A dry water well is 1.5 m in radius and 5.0 m deep.
In order from lowest to highest, the fifth resonant frequency of this well is closest to ...
Question 1 answers
119 Hz
283 Hz
227 Hz
113 Hz
57 Hz
To find the resonant frequency of a well, we need to use the formula:
f = (V / λ) * (1 / 2L)
where:
f = resonant frequency
V = velocity of sound
λ = wavelength
L = depth of the well
First, we need to find the velocity of sound in air, which is approximately 343 m/s.
Next, we need to find the wavelength.

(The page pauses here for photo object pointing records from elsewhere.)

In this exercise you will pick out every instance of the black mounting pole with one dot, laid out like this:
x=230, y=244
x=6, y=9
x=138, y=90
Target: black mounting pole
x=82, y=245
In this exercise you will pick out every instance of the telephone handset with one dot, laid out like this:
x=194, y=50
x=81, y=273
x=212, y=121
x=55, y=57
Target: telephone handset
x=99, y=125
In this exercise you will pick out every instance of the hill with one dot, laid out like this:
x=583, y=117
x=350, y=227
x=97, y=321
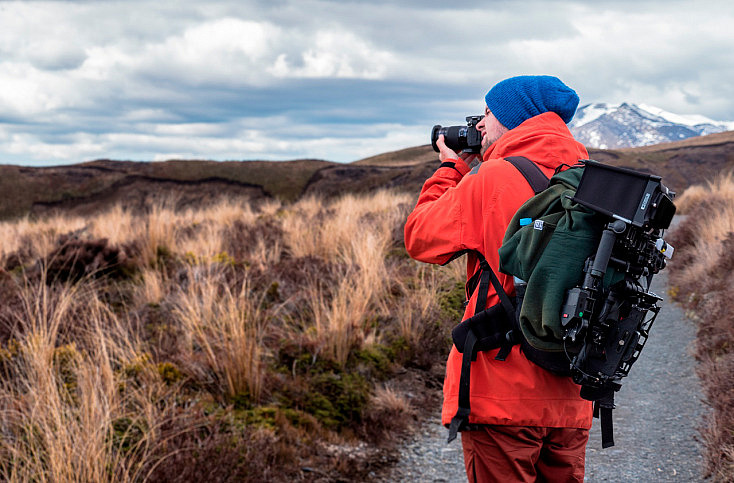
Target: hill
x=87, y=187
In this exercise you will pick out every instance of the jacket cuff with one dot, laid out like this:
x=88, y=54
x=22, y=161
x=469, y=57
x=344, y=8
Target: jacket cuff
x=457, y=164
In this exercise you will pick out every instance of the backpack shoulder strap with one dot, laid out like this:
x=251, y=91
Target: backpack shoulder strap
x=532, y=173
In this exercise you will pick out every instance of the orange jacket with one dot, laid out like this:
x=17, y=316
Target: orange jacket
x=460, y=210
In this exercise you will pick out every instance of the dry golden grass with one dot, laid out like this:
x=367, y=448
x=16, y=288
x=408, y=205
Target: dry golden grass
x=61, y=407
x=701, y=278
x=226, y=326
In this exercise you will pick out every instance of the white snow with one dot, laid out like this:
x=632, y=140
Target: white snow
x=685, y=119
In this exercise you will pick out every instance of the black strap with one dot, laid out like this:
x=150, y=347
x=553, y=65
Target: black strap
x=461, y=418
x=449, y=164
x=480, y=280
x=607, y=427
x=532, y=173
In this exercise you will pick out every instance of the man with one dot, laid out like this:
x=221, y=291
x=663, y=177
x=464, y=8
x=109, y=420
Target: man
x=525, y=423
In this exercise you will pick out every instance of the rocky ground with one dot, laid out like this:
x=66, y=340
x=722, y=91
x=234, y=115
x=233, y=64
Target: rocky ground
x=655, y=424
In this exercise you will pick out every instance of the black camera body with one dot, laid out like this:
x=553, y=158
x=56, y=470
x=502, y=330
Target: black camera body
x=459, y=138
x=607, y=327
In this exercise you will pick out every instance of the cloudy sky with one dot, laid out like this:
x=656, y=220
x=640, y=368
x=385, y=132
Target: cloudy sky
x=337, y=80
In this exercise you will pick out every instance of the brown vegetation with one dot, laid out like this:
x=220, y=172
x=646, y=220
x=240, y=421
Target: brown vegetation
x=702, y=280
x=228, y=343
x=86, y=188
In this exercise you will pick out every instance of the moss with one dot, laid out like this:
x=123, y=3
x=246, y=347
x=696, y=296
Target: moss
x=339, y=399
x=377, y=360
x=275, y=418
x=169, y=373
x=242, y=400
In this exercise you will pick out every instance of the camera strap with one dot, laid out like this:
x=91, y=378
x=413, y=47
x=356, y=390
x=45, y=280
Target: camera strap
x=481, y=280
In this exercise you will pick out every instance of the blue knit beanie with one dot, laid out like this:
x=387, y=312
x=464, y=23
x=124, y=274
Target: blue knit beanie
x=517, y=99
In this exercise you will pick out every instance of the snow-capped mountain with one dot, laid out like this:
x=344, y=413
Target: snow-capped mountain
x=609, y=126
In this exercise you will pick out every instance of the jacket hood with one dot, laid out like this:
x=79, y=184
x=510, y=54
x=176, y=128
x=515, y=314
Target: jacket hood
x=544, y=139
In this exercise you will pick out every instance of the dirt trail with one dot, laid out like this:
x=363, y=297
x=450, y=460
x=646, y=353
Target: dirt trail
x=655, y=424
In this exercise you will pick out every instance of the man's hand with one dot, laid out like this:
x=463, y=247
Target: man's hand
x=447, y=154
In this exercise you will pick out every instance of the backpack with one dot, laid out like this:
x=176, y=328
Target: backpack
x=578, y=250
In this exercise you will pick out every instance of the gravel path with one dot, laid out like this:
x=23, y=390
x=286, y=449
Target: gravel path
x=658, y=410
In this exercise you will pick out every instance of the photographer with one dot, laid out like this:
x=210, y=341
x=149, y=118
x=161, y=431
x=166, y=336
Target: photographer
x=525, y=423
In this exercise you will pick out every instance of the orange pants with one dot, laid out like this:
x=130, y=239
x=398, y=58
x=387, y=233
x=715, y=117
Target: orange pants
x=524, y=453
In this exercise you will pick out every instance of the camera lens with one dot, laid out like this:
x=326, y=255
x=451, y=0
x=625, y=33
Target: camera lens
x=454, y=137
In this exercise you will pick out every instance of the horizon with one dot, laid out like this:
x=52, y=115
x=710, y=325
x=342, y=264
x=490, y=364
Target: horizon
x=328, y=80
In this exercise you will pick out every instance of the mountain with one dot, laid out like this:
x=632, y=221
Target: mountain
x=610, y=126
x=85, y=188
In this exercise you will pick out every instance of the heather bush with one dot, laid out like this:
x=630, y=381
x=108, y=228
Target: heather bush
x=701, y=279
x=227, y=343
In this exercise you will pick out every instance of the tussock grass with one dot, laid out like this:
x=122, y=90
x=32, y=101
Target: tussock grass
x=222, y=343
x=702, y=278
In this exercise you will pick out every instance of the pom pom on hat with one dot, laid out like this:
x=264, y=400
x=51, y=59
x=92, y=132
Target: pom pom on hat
x=517, y=99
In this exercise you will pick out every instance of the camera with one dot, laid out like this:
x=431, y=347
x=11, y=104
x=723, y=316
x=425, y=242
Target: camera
x=607, y=326
x=459, y=138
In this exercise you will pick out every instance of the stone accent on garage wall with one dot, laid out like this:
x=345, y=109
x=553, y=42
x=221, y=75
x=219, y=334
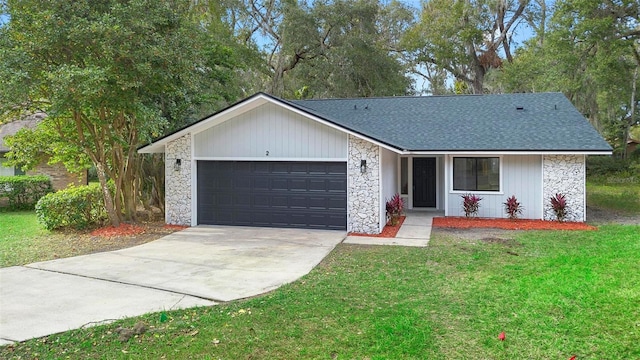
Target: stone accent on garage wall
x=178, y=182
x=363, y=189
x=564, y=174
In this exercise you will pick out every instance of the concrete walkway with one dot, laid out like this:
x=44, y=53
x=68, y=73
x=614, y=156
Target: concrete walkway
x=199, y=266
x=415, y=231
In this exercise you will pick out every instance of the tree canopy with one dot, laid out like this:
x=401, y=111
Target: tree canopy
x=109, y=75
x=114, y=74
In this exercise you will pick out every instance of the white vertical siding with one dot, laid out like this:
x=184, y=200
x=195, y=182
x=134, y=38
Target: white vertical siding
x=283, y=133
x=389, y=181
x=440, y=183
x=521, y=176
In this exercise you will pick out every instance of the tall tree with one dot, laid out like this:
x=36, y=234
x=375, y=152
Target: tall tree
x=109, y=74
x=331, y=48
x=590, y=53
x=467, y=38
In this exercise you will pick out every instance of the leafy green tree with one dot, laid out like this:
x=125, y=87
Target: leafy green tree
x=331, y=48
x=110, y=75
x=590, y=53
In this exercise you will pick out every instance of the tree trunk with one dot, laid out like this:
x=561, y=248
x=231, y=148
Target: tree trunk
x=113, y=215
x=627, y=128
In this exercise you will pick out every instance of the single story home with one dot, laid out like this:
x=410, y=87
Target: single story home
x=333, y=163
x=60, y=177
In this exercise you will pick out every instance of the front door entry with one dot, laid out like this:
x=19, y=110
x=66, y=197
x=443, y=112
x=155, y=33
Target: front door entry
x=424, y=182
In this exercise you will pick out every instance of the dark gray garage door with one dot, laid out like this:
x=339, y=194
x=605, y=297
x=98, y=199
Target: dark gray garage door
x=275, y=194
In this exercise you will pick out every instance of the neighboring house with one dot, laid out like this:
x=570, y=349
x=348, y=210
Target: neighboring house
x=333, y=163
x=60, y=177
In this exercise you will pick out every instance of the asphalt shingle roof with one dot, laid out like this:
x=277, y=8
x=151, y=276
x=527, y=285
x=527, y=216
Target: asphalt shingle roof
x=504, y=122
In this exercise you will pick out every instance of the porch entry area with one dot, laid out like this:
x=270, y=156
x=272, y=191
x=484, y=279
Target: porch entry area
x=421, y=180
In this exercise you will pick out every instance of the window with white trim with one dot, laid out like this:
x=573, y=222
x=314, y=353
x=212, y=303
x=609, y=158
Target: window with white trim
x=476, y=174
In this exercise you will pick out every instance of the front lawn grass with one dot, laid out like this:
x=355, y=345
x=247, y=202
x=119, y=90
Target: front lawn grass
x=621, y=197
x=554, y=293
x=21, y=238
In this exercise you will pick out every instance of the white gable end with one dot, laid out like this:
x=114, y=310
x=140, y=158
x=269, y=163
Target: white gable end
x=270, y=132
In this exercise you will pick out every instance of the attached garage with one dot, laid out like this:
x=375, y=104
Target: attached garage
x=299, y=194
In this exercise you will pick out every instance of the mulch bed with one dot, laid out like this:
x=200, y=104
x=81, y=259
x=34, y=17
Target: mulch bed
x=508, y=224
x=174, y=227
x=388, y=231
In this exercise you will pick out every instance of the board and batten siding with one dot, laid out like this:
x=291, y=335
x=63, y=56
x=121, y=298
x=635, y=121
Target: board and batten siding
x=389, y=181
x=272, y=130
x=521, y=176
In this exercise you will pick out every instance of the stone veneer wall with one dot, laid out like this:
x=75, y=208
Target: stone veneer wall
x=178, y=183
x=363, y=190
x=564, y=174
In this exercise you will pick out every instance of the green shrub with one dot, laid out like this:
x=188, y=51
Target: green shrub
x=24, y=191
x=77, y=207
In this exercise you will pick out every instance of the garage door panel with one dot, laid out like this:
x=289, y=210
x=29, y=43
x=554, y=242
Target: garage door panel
x=278, y=194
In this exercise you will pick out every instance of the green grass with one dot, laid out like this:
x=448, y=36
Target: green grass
x=622, y=197
x=554, y=293
x=22, y=239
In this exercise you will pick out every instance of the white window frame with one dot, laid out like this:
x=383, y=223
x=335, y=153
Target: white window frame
x=451, y=179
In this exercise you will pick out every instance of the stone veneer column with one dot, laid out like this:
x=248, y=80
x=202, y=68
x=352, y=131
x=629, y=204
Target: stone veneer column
x=564, y=174
x=363, y=190
x=178, y=183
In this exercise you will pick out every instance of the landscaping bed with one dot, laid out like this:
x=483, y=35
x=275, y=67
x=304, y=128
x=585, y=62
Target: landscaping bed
x=388, y=231
x=508, y=224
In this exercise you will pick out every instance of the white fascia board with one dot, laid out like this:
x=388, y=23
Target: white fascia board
x=243, y=107
x=340, y=128
x=477, y=153
x=206, y=123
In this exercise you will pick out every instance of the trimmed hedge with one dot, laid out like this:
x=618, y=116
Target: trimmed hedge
x=24, y=191
x=77, y=207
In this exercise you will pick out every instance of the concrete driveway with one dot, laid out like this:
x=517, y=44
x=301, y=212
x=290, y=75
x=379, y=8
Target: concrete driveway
x=199, y=266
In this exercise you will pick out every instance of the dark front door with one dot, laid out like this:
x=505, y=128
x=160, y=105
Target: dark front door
x=274, y=194
x=424, y=182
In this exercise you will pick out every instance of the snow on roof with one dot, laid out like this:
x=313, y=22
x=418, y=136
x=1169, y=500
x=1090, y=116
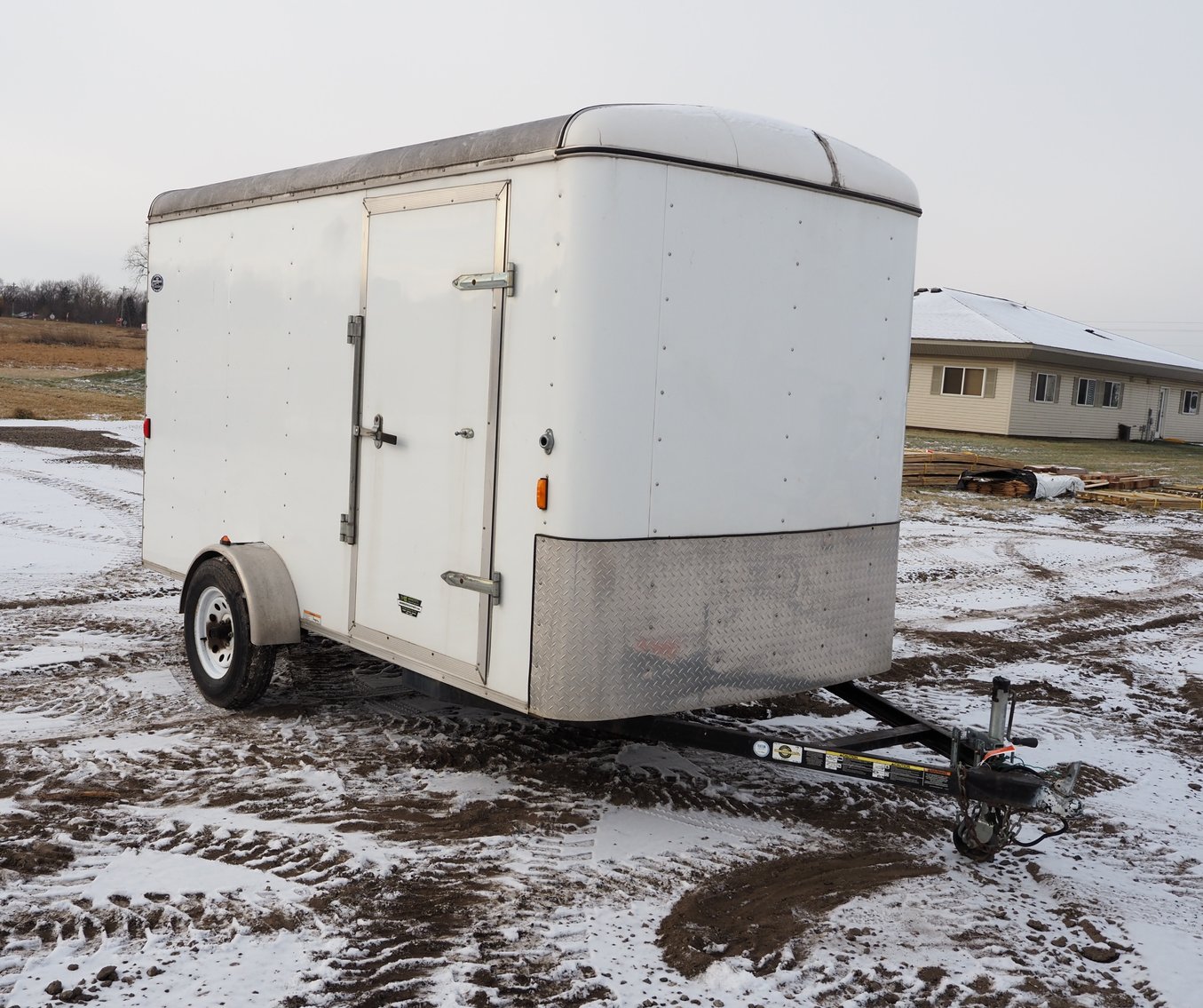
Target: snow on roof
x=943, y=313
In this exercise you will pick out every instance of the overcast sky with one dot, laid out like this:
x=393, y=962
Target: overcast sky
x=1057, y=147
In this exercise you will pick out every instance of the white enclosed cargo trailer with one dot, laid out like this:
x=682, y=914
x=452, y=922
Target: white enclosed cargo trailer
x=596, y=417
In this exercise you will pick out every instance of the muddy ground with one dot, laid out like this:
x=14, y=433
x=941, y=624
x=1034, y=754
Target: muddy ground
x=386, y=848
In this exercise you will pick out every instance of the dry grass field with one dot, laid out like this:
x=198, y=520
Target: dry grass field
x=67, y=370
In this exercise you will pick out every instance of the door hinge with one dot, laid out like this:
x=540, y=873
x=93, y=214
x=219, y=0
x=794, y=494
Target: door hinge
x=475, y=282
x=487, y=586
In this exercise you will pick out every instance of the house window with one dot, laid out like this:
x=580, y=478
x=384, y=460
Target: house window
x=964, y=382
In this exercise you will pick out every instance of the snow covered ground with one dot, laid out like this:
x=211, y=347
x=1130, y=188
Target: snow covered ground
x=349, y=842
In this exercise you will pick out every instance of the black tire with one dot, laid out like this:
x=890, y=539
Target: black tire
x=229, y=671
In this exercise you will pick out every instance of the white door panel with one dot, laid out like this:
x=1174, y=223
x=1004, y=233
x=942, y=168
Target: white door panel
x=429, y=357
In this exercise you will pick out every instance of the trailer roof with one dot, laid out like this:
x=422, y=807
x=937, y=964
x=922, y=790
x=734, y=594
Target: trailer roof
x=692, y=135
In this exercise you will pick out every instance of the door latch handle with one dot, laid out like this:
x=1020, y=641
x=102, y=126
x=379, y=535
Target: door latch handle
x=376, y=432
x=487, y=586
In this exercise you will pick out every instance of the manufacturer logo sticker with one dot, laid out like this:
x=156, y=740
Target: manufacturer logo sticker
x=787, y=753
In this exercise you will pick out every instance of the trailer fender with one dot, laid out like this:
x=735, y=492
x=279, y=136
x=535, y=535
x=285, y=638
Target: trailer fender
x=271, y=598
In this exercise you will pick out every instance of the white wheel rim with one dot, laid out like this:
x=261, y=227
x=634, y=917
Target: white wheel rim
x=213, y=633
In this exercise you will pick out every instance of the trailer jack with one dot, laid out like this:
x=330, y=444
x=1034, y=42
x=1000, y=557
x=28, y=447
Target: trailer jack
x=993, y=788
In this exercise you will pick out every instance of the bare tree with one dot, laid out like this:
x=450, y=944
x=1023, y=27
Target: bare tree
x=138, y=261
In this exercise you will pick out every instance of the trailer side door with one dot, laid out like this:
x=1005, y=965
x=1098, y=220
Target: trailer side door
x=433, y=298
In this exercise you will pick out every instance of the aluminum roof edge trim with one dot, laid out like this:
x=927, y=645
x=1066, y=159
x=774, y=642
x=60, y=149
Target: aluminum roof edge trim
x=688, y=163
x=451, y=155
x=423, y=175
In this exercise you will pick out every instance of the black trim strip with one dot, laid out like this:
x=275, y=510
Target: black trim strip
x=690, y=163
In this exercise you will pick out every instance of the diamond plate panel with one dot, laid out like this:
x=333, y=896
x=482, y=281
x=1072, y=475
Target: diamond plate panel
x=656, y=625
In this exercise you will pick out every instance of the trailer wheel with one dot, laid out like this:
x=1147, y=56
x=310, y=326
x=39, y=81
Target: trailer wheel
x=227, y=668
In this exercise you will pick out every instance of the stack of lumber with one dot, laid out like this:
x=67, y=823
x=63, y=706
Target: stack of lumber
x=999, y=488
x=1119, y=480
x=1169, y=497
x=945, y=468
x=1128, y=489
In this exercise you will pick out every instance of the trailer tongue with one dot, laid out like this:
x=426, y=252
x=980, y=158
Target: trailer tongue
x=993, y=790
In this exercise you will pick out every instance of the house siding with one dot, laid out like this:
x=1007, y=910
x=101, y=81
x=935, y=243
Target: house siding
x=1178, y=425
x=1066, y=419
x=988, y=415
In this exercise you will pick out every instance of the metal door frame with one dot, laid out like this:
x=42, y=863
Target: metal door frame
x=497, y=192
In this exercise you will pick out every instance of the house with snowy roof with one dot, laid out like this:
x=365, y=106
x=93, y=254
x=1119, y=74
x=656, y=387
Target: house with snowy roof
x=996, y=366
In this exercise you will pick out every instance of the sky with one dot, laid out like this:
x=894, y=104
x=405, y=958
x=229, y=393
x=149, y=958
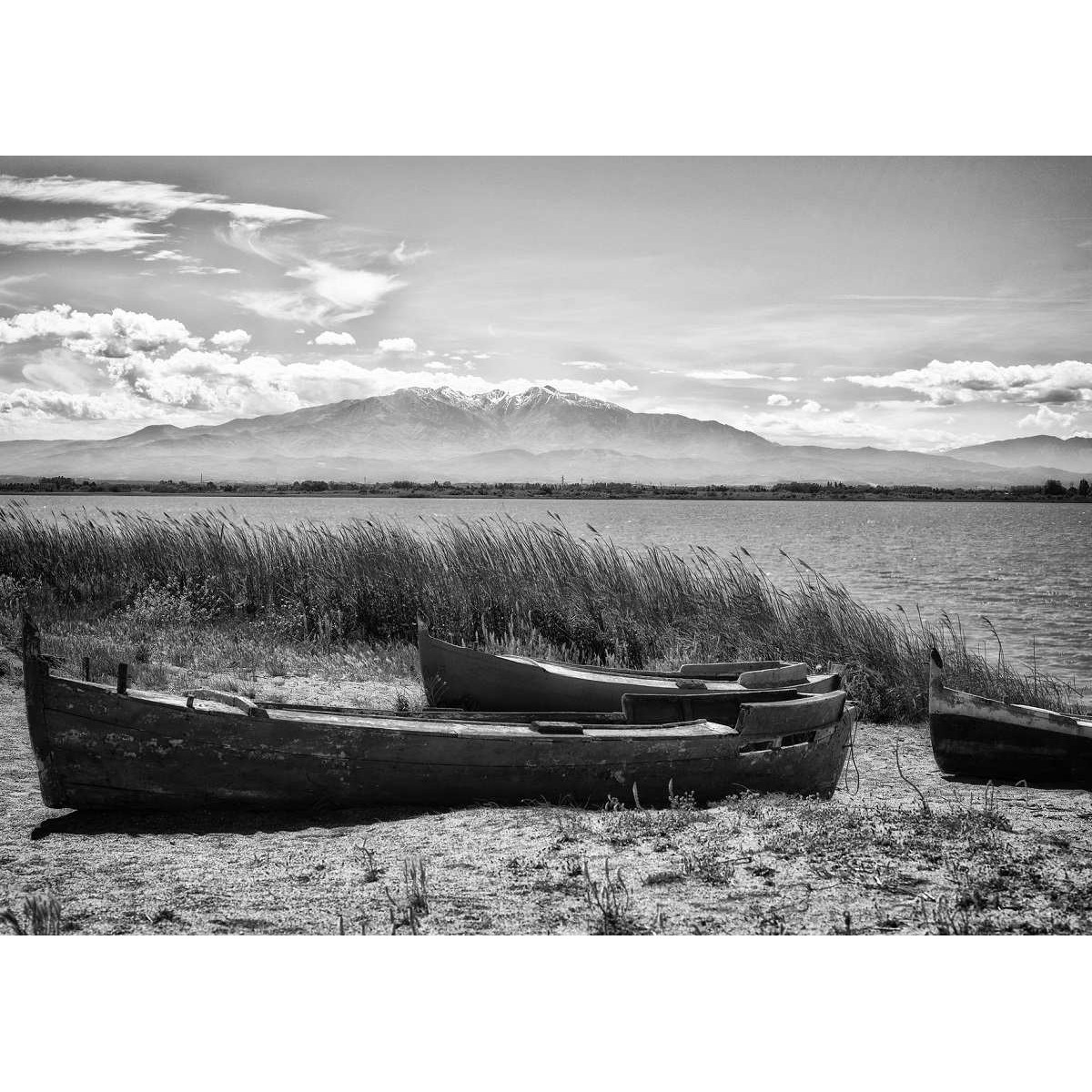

The formula for wavelength is:
λ = 2 * π * r
where r is the radius of the well.
λ = 2 * π * 1.5 = 3π
Then, we can substitute the values into the formula:
f = (343 / (3π)) * (1 / (2 * 5))
Simplifying the equation:
f = (343 / (3π)) * (1 / 10)
= (343 / 30π)
Now we can approximate the value of π as 3.14 and calculate:
f ≈ (343 / (30 * 3.14))
≈ 3.63 Hz
Since none of the given answer choices match 3.63 Hz, we need to round the value. The closest option is 4 Hz, but it is not listed. Therefore, none of the provided answer choices are correct.